Crítica de la película Los muertos no mueren, dirigida por Jim Jarmusch
Los muertos no mueren (The Dead Don’t Die). Año: 2019. Duración: 103′. País: Estados Unidos. Dirección: Jim Jarmusch. Guion: Jim Jarmusch. Fotografía: Frederick Elmes. Reparto: Bill Murray, Adam Driver, Tilda Swinton, Chloë Sevigny, Steve Buscemi, Danny Glover, Caleb Landry Jones, Rosie Pérez, Iggy Pop, Sarah Driver, RZA, Selena Gomez, Carol Kane, Tom Waits.

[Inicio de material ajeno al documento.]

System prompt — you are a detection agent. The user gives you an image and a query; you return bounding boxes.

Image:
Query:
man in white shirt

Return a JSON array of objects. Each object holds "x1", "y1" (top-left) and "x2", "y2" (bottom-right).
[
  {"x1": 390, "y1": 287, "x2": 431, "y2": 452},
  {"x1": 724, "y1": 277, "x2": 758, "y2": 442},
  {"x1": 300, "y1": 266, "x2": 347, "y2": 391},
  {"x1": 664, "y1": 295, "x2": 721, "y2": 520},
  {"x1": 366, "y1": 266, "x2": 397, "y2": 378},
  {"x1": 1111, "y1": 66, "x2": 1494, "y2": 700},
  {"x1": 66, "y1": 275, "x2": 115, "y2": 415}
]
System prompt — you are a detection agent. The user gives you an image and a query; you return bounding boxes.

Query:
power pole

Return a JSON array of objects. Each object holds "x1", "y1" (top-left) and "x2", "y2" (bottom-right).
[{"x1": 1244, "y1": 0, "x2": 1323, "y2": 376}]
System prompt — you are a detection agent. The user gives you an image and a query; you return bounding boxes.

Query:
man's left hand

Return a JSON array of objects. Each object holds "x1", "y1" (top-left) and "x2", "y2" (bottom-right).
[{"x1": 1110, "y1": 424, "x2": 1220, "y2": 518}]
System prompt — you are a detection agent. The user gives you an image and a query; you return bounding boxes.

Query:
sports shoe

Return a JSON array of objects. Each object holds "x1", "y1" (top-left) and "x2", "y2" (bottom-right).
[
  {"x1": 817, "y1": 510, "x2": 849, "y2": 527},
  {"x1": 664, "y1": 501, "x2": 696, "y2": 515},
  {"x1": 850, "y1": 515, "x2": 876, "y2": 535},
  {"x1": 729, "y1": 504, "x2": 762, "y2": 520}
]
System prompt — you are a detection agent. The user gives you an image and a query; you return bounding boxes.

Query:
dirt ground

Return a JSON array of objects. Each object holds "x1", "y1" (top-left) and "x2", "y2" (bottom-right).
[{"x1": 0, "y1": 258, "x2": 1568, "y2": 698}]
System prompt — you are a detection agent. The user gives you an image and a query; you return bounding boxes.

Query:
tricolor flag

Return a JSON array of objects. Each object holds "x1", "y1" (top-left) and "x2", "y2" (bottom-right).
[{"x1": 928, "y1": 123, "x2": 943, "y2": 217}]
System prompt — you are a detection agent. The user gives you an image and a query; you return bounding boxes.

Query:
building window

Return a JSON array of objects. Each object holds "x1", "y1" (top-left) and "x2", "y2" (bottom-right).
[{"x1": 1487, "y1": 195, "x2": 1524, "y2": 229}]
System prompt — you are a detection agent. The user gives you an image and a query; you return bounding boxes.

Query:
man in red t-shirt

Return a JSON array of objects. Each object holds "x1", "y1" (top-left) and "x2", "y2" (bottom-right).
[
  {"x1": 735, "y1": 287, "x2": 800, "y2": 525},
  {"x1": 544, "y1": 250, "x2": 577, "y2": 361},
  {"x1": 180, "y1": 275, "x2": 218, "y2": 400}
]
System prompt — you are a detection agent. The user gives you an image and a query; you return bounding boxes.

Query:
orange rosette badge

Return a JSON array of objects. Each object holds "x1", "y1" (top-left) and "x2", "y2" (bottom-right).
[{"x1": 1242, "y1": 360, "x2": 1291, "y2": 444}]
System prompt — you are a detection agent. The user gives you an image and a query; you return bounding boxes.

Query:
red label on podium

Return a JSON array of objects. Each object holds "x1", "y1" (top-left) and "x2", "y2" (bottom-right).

Los muertos no mueren no es una película de zombis al uso, el espectador que vaya buscando una película de acción al estilo The Walking Dead o una cinta de comedia de horror como Zombie´s Party o Bienvenidos Zombieland se va a sentir francamente decepcionado. En lo que no engaña la promoción de Los muertos no mueren es en el tono del trailer que pudimos visionar desde su estreno en el Festival de Cannes: una película coral, una comedia contenida con guiños al cine de John Waters y una estética pulp al más fiel estilo George A. Romero de La Noche de los Muertos Vivientes. Con todos estos factores bien presentes, Los muertos no mueren suponen la tercera inmersión de Jim Jarmusch en el cine fantástico, esta vez de forma tan explícita como es dentro del género de los muertos vivientes; recordemos que su película anterior, Solo los amantes sobreviven, tocaba el vampirismo desde la óptica de la cultura pop, y previamente se acercó, de forma metarreferencial, al cine policíaco japonés con Ghost Dog y al western de tintes sobrenaturales con Dead Man.
Bill Murray interpreta al sheriff de Centerville, una pequeña ciudad del Medio Oeste norteamericano donde el día a día suele ser bastante monótono. Esa monotonía que invade la cotidianeidad de la ciudad se contagia también a sus habitantes, y de forma notable al sheriff y a sus ayudantes ( Cloë Sevigny y Adam Driver), con una parsimonia rayana en el laconismo. Finalmente, Jim Jarmusch extiende ese tono slow motion al conjunto de la película y todos sus personajes, el resultado es una comedia lenta, como la canción country que da título a la película y que se puede oír varias veces en la primera parte del metraje, con un ritmo pausado en extremo y en el que se producen pocos altibajos,. Este tono narrativo juega desfavorablemente para Los muertos nunca mueren, los golpes de efecto que casi pasan desapercibidos y, en general, el filme coquetea peligrosamente con el tedio del espectador.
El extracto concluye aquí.